The charity gives women an education and lessons in sewing, hairdressing, human rights. And boxing. “Some of the women there lost family to the violence; many are victims of rape, sexual slavery and abduction,” says Shoresh, 35. “Their freedom of movement is restricted and they have next to no protection against sexual violence.”
The former digital marketing manager shares a story similar to that of the women she helps: she is a survivor of genocide. Before her family’s escape from Saddam Hussein’s grip in 1980s Kurdistan, the young Shoresh was imprisoned alongside her mother and paternal grandparents. They came chillingly close to a mass live burial when undercover members of the Kurdish resistance said: “Disappear or pretend that you’re dead. If you’re caught again, you will be killed instantly.”

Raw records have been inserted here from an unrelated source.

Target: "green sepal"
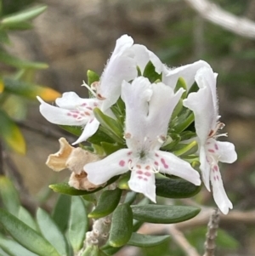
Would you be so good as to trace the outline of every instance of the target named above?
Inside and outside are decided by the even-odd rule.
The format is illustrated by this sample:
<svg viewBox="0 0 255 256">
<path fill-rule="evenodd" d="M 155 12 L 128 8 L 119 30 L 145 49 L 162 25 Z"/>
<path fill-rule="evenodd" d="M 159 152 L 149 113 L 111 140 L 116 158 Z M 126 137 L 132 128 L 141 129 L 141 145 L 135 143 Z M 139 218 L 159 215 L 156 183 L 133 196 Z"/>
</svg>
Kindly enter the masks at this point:
<svg viewBox="0 0 255 256">
<path fill-rule="evenodd" d="M 122 192 L 119 188 L 103 191 L 96 208 L 88 213 L 88 218 L 99 219 L 111 213 L 120 202 Z"/>
<path fill-rule="evenodd" d="M 162 81 L 162 73 L 158 74 L 155 70 L 154 65 L 150 60 L 144 68 L 143 77 L 147 77 L 153 83 L 156 80 Z"/>
<path fill-rule="evenodd" d="M 174 88 L 174 93 L 178 92 L 178 90 L 181 88 L 185 90 L 183 93 L 181 99 L 186 99 L 188 92 L 187 92 L 187 85 L 185 80 L 183 77 L 178 77 L 176 86 Z"/>
<path fill-rule="evenodd" d="M 0 43 L 10 44 L 10 40 L 6 31 L 0 29 Z"/>
<path fill-rule="evenodd" d="M 18 218 L 34 230 L 39 231 L 37 224 L 36 223 L 34 218 L 31 216 L 29 211 L 22 206 L 20 207 Z"/>
<path fill-rule="evenodd" d="M 116 180 L 118 179 L 118 178 L 119 178 L 119 176 L 115 176 L 115 177 L 111 178 L 110 179 L 109 179 L 107 181 L 107 183 L 105 184 L 105 186 L 107 186 L 108 185 L 115 182 Z M 81 190 L 76 190 L 76 189 L 68 185 L 68 183 L 66 183 L 66 182 L 52 184 L 48 187 L 50 189 L 52 189 L 54 192 L 65 194 L 65 195 L 70 195 L 70 196 L 88 195 L 88 194 L 97 192 L 97 191 L 100 191 L 104 188 L 103 186 L 101 186 L 101 187 L 99 187 L 99 188 L 97 188 L 94 191 L 81 191 Z"/>
<path fill-rule="evenodd" d="M 71 199 L 70 196 L 60 194 L 52 213 L 53 219 L 63 233 L 68 226 Z"/>
<path fill-rule="evenodd" d="M 105 115 L 99 108 L 94 109 L 94 117 L 98 119 L 103 128 L 107 129 L 107 135 L 116 142 L 123 144 L 122 128 L 113 118 Z M 106 130 L 105 131 L 106 132 Z"/>
<path fill-rule="evenodd" d="M 87 246 L 81 256 L 100 256 L 100 251 L 98 246 L 89 245 Z"/>
<path fill-rule="evenodd" d="M 3 209 L 0 209 L 0 223 L 20 245 L 36 254 L 60 256 L 45 238 Z"/>
<path fill-rule="evenodd" d="M 87 141 L 100 146 L 103 141 L 107 143 L 111 143 L 111 144 L 116 143 L 115 139 L 112 139 L 110 136 L 109 136 L 107 133 L 108 130 L 106 128 L 105 128 L 102 126 L 99 126 L 97 132 L 90 138 L 88 138 Z"/>
<path fill-rule="evenodd" d="M 107 156 L 121 150 L 123 148 L 122 145 L 119 144 L 112 144 L 112 143 L 108 143 L 108 142 L 101 142 L 102 148 L 104 149 L 104 151 Z"/>
<path fill-rule="evenodd" d="M 1 26 L 8 28 L 8 26 L 18 24 L 23 21 L 31 20 L 45 11 L 47 6 L 36 6 L 30 9 L 26 9 L 23 11 L 17 12 L 3 17 L 1 20 Z"/>
<path fill-rule="evenodd" d="M 194 154 L 198 150 L 198 145 L 196 140 L 191 141 L 189 144 L 178 144 L 173 151 L 175 156 L 185 156 Z"/>
<path fill-rule="evenodd" d="M 190 219 L 200 212 L 200 208 L 188 206 L 148 204 L 131 206 L 133 218 L 150 223 L 171 224 Z"/>
<path fill-rule="evenodd" d="M 0 194 L 5 208 L 17 217 L 20 207 L 19 194 L 11 180 L 6 176 L 0 176 Z"/>
<path fill-rule="evenodd" d="M 136 199 L 137 193 L 134 191 L 128 191 L 126 195 L 124 202 L 132 204 Z"/>
<path fill-rule="evenodd" d="M 169 140 L 169 142 L 168 142 Z M 171 151 L 174 148 L 181 140 L 179 134 L 171 134 L 167 140 L 164 142 L 163 146 L 161 148 L 164 151 Z"/>
<path fill-rule="evenodd" d="M 175 134 L 180 134 L 185 130 L 194 122 L 194 113 L 187 109 L 183 108 L 181 114 L 173 120 L 174 123 L 171 123 L 171 128 Z"/>
<path fill-rule="evenodd" d="M 120 247 L 129 241 L 133 232 L 132 209 L 128 203 L 119 205 L 112 214 L 109 244 Z"/>
<path fill-rule="evenodd" d="M 132 245 L 139 247 L 151 247 L 157 246 L 167 240 L 170 236 L 150 236 L 143 235 L 133 232 L 130 240 L 128 242 L 128 245 Z"/>
<path fill-rule="evenodd" d="M 60 125 L 60 128 L 76 136 L 80 136 L 82 133 L 82 128 L 80 126 Z"/>
<path fill-rule="evenodd" d="M 68 237 L 75 252 L 82 247 L 88 229 L 88 219 L 83 200 L 80 196 L 72 196 Z"/>
<path fill-rule="evenodd" d="M 88 86 L 91 86 L 91 84 L 94 82 L 99 82 L 100 79 L 99 76 L 96 72 L 90 70 L 87 71 L 87 77 Z"/>
<path fill-rule="evenodd" d="M 183 179 L 156 179 L 156 194 L 167 198 L 187 198 L 196 195 L 201 189 Z"/>
<path fill-rule="evenodd" d="M 60 255 L 67 255 L 68 246 L 65 236 L 62 234 L 50 215 L 42 208 L 38 208 L 37 212 L 37 220 L 41 233 L 45 239 L 56 248 Z"/>
<path fill-rule="evenodd" d="M 20 60 L 1 49 L 0 61 L 17 68 L 46 69 L 48 67 L 45 63 Z"/>
</svg>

What followed was a year on the move, Shoresh and her mother dodging between different villages and hideouts before they were smuggled into Iran for safety. Her father, a Kurdish freedom fighter, survived a poisoning attempt by Hussein’s spies which led to his seeking refuge with Amnesty International and reuniting with Shoresh and her relatives in the UK in 1988. The family built a “somewhat normal” life for themselves and a relatively uneventful childhood for Shoresh.
She navigated a successful career as a digital project manager at an asset management firm, but couldn’t shake a persistent sense of longing to do more. In 2014 she spoke as a genocide survivor in the House of Lords for Remembrance Day, the first time she had told her story publicly, and the experience triggered something of an existential crisis. That same year, when Isis took hold in Iraq, she felt compelled to drop everything and volunteer her help, working on the front line with the Rwanga Foundation in Iraq, where she built schools and camps for those displaced by the conflict. When Shoresh returned to London 15 months later, she “couldn’t adjust to a normal life again” and decided she had to devote her work to supporting women impacted by conflict in the region.